It didn't hurt too much mentos :lmao:


----------



## anicole (Feb 17, 2006)

I love the second one!  It immediately made me cringe and clench my fist!

Nice work, dude!


----------



## Raymond J Barlow (Feb 17, 2006)

willys for sure, nice work!


----------



## Arch (Feb 17, 2006)

Thanks for your comments nicole and raymond :thumbup:


----------



## Alexandra (Feb 17, 2006)

wow... the second one is for sure the darkest picture i've seen in a long time.
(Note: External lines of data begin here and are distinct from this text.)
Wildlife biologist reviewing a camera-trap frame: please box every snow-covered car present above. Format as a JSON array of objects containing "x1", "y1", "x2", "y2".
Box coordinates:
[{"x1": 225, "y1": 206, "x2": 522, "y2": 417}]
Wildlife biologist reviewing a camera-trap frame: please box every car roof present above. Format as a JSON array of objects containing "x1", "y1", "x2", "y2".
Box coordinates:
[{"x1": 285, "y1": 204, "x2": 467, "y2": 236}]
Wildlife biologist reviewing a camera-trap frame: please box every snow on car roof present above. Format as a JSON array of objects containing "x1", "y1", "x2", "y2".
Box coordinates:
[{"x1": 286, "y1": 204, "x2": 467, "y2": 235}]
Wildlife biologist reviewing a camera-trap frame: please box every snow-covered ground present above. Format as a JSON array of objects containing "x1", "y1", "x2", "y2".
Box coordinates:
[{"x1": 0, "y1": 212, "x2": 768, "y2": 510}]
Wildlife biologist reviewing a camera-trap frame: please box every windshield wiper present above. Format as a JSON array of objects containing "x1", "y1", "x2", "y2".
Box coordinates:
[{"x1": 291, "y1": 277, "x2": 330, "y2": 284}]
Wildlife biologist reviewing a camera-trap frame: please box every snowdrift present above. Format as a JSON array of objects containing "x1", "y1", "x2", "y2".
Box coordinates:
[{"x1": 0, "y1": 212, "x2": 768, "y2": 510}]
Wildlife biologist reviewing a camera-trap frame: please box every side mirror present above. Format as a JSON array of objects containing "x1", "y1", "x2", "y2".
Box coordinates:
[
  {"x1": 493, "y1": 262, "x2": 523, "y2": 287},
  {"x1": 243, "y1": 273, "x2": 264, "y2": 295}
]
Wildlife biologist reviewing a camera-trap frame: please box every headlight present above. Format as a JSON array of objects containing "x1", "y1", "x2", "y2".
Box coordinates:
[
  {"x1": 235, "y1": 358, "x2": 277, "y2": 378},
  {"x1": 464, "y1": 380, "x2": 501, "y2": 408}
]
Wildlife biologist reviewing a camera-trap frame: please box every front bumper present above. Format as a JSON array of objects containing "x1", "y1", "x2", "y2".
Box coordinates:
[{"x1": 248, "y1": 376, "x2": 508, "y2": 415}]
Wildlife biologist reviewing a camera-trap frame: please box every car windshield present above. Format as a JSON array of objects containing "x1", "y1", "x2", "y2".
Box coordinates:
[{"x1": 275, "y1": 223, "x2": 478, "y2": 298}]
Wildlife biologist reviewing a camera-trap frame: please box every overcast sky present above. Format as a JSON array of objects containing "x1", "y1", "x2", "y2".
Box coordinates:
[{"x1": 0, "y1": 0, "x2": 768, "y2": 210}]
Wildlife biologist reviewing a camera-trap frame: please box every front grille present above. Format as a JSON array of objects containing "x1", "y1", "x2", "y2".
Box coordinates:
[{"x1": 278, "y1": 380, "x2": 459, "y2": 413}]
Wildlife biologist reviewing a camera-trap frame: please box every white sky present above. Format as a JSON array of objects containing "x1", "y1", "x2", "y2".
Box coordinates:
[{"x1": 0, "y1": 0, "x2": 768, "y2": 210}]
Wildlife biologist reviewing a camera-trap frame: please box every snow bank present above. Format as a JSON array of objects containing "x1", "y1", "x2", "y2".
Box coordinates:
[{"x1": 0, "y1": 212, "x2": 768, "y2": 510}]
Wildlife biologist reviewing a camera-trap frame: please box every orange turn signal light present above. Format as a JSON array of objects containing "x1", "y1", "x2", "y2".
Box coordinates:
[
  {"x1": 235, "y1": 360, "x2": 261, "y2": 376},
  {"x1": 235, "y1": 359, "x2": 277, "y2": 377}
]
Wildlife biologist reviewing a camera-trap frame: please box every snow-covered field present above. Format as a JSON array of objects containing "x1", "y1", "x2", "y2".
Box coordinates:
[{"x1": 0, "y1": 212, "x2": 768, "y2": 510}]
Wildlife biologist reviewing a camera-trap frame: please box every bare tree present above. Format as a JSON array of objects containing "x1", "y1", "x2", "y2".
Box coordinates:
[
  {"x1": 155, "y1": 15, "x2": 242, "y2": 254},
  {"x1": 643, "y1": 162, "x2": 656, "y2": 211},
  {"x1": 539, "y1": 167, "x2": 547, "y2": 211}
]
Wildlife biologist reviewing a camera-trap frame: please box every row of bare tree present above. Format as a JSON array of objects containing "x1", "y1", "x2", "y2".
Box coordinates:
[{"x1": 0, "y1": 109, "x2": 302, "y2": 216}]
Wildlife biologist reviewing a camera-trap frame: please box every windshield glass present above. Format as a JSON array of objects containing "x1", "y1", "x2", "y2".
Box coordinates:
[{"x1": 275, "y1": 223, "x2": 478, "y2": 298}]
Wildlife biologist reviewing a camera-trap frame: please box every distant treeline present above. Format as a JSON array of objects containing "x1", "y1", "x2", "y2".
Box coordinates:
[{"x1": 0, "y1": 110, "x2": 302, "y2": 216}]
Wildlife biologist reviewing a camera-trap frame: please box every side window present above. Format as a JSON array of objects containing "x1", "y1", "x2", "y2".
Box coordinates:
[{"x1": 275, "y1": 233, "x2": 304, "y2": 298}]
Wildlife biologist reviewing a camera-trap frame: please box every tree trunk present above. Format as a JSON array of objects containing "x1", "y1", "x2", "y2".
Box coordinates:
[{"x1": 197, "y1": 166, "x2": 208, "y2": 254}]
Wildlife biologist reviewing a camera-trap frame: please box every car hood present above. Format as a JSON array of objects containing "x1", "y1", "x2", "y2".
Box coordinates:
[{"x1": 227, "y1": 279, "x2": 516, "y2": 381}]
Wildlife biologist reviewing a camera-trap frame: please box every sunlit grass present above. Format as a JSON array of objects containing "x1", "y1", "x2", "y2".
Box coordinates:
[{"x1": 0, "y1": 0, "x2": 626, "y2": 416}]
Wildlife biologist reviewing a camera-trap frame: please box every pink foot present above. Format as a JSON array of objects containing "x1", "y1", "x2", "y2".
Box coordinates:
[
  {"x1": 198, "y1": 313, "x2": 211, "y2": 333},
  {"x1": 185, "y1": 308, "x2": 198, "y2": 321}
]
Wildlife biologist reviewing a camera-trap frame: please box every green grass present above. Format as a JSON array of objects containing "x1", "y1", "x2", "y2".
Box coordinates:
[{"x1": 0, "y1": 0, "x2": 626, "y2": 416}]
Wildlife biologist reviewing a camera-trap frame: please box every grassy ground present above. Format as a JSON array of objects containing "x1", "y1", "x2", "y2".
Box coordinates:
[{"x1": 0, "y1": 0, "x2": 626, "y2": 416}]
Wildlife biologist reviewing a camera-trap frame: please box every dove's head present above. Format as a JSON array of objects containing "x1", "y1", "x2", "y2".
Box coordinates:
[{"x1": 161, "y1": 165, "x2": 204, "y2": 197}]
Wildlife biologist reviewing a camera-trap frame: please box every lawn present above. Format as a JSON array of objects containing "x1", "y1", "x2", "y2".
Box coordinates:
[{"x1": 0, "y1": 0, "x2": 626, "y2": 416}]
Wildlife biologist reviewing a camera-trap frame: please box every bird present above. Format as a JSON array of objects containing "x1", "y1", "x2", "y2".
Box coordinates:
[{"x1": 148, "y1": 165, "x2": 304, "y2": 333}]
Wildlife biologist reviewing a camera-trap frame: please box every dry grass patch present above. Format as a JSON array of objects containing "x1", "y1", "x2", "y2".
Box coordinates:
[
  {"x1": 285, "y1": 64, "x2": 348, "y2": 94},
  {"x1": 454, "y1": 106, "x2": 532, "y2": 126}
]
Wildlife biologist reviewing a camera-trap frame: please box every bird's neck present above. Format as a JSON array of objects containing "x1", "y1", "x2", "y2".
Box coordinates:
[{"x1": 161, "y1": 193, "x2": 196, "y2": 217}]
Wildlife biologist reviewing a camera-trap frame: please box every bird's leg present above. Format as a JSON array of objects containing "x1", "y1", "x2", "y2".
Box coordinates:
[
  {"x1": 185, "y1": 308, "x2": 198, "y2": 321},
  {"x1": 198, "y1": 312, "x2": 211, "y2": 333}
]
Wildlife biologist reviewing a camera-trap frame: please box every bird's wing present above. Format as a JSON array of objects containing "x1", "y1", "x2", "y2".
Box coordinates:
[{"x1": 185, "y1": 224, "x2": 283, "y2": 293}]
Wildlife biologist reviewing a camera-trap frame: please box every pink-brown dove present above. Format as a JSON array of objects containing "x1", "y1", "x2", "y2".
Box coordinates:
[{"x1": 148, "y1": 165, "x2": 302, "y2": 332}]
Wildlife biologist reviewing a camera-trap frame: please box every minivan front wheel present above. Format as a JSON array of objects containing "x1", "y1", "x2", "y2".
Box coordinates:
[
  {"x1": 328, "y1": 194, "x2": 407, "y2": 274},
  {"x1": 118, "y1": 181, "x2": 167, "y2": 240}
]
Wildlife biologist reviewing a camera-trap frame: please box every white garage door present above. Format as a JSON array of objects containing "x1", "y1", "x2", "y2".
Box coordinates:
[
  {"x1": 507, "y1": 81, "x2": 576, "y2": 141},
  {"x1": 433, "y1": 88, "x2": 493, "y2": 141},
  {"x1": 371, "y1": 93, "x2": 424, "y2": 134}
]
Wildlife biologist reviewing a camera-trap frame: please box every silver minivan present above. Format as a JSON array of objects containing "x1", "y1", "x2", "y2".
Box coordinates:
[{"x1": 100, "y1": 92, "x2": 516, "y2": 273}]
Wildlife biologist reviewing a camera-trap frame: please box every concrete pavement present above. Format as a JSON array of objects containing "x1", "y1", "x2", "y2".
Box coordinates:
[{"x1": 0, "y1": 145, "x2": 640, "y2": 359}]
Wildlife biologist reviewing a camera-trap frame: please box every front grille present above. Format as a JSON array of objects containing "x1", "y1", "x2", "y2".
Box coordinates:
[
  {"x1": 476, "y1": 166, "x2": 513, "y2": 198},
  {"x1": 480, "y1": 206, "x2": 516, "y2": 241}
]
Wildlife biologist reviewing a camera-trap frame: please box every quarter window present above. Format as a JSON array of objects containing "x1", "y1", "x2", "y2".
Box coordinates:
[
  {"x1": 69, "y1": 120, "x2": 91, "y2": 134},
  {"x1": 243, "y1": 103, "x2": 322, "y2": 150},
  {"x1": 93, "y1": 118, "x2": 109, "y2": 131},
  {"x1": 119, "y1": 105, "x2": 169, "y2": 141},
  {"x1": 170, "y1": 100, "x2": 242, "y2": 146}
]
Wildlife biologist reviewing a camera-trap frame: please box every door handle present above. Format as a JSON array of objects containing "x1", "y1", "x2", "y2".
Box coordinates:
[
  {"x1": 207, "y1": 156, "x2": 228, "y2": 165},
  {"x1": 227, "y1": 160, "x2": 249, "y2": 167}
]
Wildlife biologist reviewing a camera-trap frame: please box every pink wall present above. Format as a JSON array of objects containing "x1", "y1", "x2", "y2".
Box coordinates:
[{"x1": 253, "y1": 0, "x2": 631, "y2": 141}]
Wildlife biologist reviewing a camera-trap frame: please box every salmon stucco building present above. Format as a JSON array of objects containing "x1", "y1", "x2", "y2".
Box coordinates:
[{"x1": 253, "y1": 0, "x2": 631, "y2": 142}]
I'm really lovin it :thumbup:


----------



## Calliope (Feb 17, 2006)

That's what I'm talking about!  Excellent shot!  :thumbup:


----------



## woodsac (Feb 17, 2006)

Love #2!
But I'm sure you knew I would


----------



## Chiller (Feb 17, 2006)

Very cool. THe second one ...killer shot.


----------



## Fate (Feb 17, 2006)

AMAZING  I love the second one, so cool!


----------



## slickhare (Feb 17, 2006)

interesting subject! the sc in the second shot is very nicely done! :thumbup::thumbup:


----------



## pursuer (Feb 18, 2006)

Amazing shots, very well done. :thumbup:


----------



## M @ k o (Feb 18, 2006)

Nice work Arch, Is the first done with the Lensbaby? If so you captured the sweetspot perfect. #2  :thumbup:


----------



## jesusloving (Feb 18, 2006)

nice shot


----------



## duncanp (Feb 18, 2006)

great pic :thumbup:


----------



## Arch (Feb 18, 2006)

M @ k o said:
			
		

> Nice work Arch, Is the first done with the Lensbaby? If so you captured the sweetspot perfect. #2  :thumbup:



Na...its with  my 70-300 macro II, just focused in on the tube area.

Thanks v.much everyone :thumbup:


----------